CLEVELAND – Social media is in the air, bouncing around cell phone towers and into people’s phones.
It hardly seems tangible.
But at the Republican National Convention, these social media tools are completely hands on.
Facebook, Twitter, Skype, and Microsoft are all inside the Q, as Clevelanders call it -- the Quicken Loans Arena, where LeBron James and his Cavaliers won this year’s NBA championship.
Facebook’s compound is a space for working, as well as interacting face to face with others.
Events like this, and this year’s election, helps Facebook post big numbers.
“89 million people since the beginning of this year have been interacting on Facebook about the elections,” said Erin Egan, Facebook VP of US public policy. “What we’re trying to do on Facebook is we want to connect people to the issues, the topics, the communities that matter to them.”
Facebook says that interaction generated 2.9 billion likes, posts, comments and shares related to the election. They tell KSAT that Monday into Tuesday this week, there were 28.6 million posts, likes and comments about the convention and the candidates.
For IT professional David Eisen, knowing what to post, when and how often is important.

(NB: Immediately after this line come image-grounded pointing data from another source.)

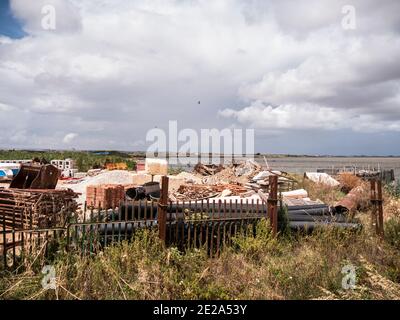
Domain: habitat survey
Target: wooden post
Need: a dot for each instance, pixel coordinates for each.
(380, 208)
(377, 207)
(374, 223)
(162, 210)
(273, 203)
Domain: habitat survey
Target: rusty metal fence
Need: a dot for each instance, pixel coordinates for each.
(208, 224)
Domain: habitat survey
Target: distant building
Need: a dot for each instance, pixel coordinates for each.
(67, 167)
(9, 169)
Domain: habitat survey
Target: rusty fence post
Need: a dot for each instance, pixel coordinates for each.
(273, 203)
(162, 210)
(377, 207)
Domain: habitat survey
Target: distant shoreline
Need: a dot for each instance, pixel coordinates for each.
(142, 154)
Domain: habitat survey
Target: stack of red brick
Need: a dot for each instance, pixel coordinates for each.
(106, 196)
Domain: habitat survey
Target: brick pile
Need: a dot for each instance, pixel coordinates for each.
(106, 196)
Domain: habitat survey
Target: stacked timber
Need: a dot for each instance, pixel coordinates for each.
(31, 209)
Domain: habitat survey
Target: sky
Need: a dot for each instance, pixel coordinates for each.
(301, 74)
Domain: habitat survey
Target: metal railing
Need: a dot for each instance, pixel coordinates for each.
(208, 224)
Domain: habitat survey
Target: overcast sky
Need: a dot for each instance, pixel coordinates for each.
(114, 69)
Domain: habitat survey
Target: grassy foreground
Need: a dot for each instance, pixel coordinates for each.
(290, 267)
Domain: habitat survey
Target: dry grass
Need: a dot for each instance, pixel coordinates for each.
(348, 181)
(262, 267)
(293, 266)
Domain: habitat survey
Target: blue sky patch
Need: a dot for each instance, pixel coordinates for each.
(9, 25)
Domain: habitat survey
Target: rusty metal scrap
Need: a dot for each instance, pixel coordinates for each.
(34, 176)
(197, 192)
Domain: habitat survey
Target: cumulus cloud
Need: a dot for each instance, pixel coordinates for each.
(114, 69)
(306, 117)
(69, 137)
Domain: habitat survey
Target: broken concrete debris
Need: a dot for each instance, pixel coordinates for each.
(322, 178)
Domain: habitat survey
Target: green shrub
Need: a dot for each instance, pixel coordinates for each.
(392, 231)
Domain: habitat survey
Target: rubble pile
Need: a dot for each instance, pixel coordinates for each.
(104, 196)
(199, 192)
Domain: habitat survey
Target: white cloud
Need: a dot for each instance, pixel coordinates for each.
(114, 69)
(307, 117)
(70, 137)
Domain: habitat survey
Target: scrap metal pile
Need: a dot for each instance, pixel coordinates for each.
(248, 182)
(31, 209)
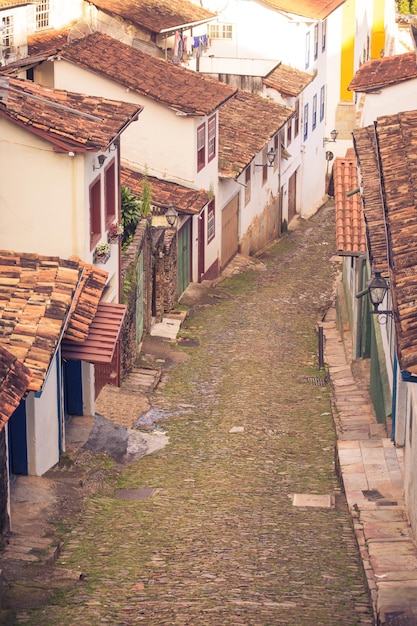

He says there’s only so much time in the day to read the messages, so it’s important to make content count.
“At the end of the day, people have only so much time in their offices to say hey I’m going to click on Prince verses say Gov. Pence. Not Gov. Pence,” he said.
Facebook noted that in the last 30 days, Trump’s attracted 221 million interactions with 27 million people. Clinton sparked 215 million with 24 million.
With all that interaction, it could translate into more engaged voters in November.